Il ressort notamment un art subversif qui trouve sa place dans les galeries telles que WTF Bar and Gallery, Bangkok CityCity Gallery, TARS, 100 Tonson, Cartel Gallery, VER Project (fondé par l’artiste Rirkrit Tiravanija) et le complexe N22, mais aussi dans les musées comme le Bangkok Art and Cultural Center (BACC) ou encore lors d’événements.
Alors que le gouvernement est généralement absent du développement créatif et de l’art contemporain en Thaïlande, de nombreux projets voient le jour grâce à des initiatives privées, comme la Bangkok Biennial (une version OFF de la Bangkok Art Biennale), Ghost 25:61 et KhonKaen Manifesto; ou des initiatives privées - publiques comme pour la Bangkok Art Biennale dont la première édition s’est tenue du mois de novembre 2018 au mois de février 2019. Des événements qui ont tous eut lieu à la même période pour profiter de l’attention du monde de l’art et des médias sur la Thaïlande, une façon de montrer que l’art avait son mot à dire.
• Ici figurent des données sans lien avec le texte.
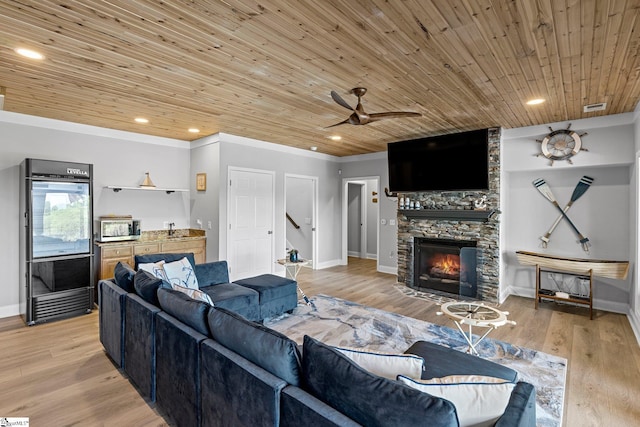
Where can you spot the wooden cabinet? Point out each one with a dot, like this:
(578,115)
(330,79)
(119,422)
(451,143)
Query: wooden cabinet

“Les grandes villes ont toutes une biennale, cela positionne Bangkok aux côtés des autres capitales comme étant une véritable plateforme de l’art contemporain”, explique Fabian Forni, Conseiller de Coopération et d’Action Culturelle à l’ambassade de France.
Aujourd’hui encore, plusieurs œuvres présentées lors de la BAB sont toujours accessibles au public comme celle de l’artiste Sanitas Pradittasnee au Wat Arun. C’est d’ailleurs le long du fleuve Chao Phraya que se trouve ce que l’on appelle le “Creative District”, l’un des quartiers les plus tendances et créatif de la capitale et constitue désormais un haut lieu du tourisme culturel. Comme en témoigne l’installation en mai 2017 du TCDC (Thailand Creative and Design Center), le plus grand centre de ressources sur l’art et le design. Ainsi que la présence de Jam Factory, Warehouse 30, River City, les galeries P. Tendercool ou Speedy Grandma.
“Il ne faut pas oublier la créativité du peuple thaïlandais au quotidien que l’on retrouve dans la publicité, les décorations dans certains taxis, le côté kitsch des monuments, musées et temples qui inspirent beaucoup les artistes et créateurs contemporains” rappelle Myrtille Tibayrenc qui en 2016 lançait le festival d’arts urbains Bukruk.
En se baladant un peu dans Bangkok il est facile de tomber sur des oeuvres de street art dans le quartier de Charoen Krung où le festival Bukruk a laissé son empreinte sur de nombreux murs, le long des canaux ou encore au parc Chaloem La, à deux pas du BACC et des centres commerciaux de Siam, qui concentre le plus grand nombre de graffitis au mètre carré de la capitale.
“Par rapport à d’autres villes européennes, la capitale thaïlandaise jouit d’une grande liberté pour ce qui est de graffer des murs, je vois un endroit qui me plaît et je prends mes bombes de peintures” explique le célèbre graffeur Mue Bon. “L’éducation à l’art reste très classique en Thaïlande et pour beaucoup de gens, l’art est confiné au musée, en amenant l’art dans la rue, j’invite le public à se questionner sur le pouvoir en place”.
Un questionnement qui se propage également via les réseaux sociaux, comme Facebook ou Instagram, un espace où les acteurs de la scène artistique peuvent développer de nouvelles stratégies et moyens d’expression car, comme l’explique Pierre Béchon, “il y a davantage d’oeuvres vues au travers d’un écran qu’en vrai, il suffit de prendre cela en compte et d’être inventif”.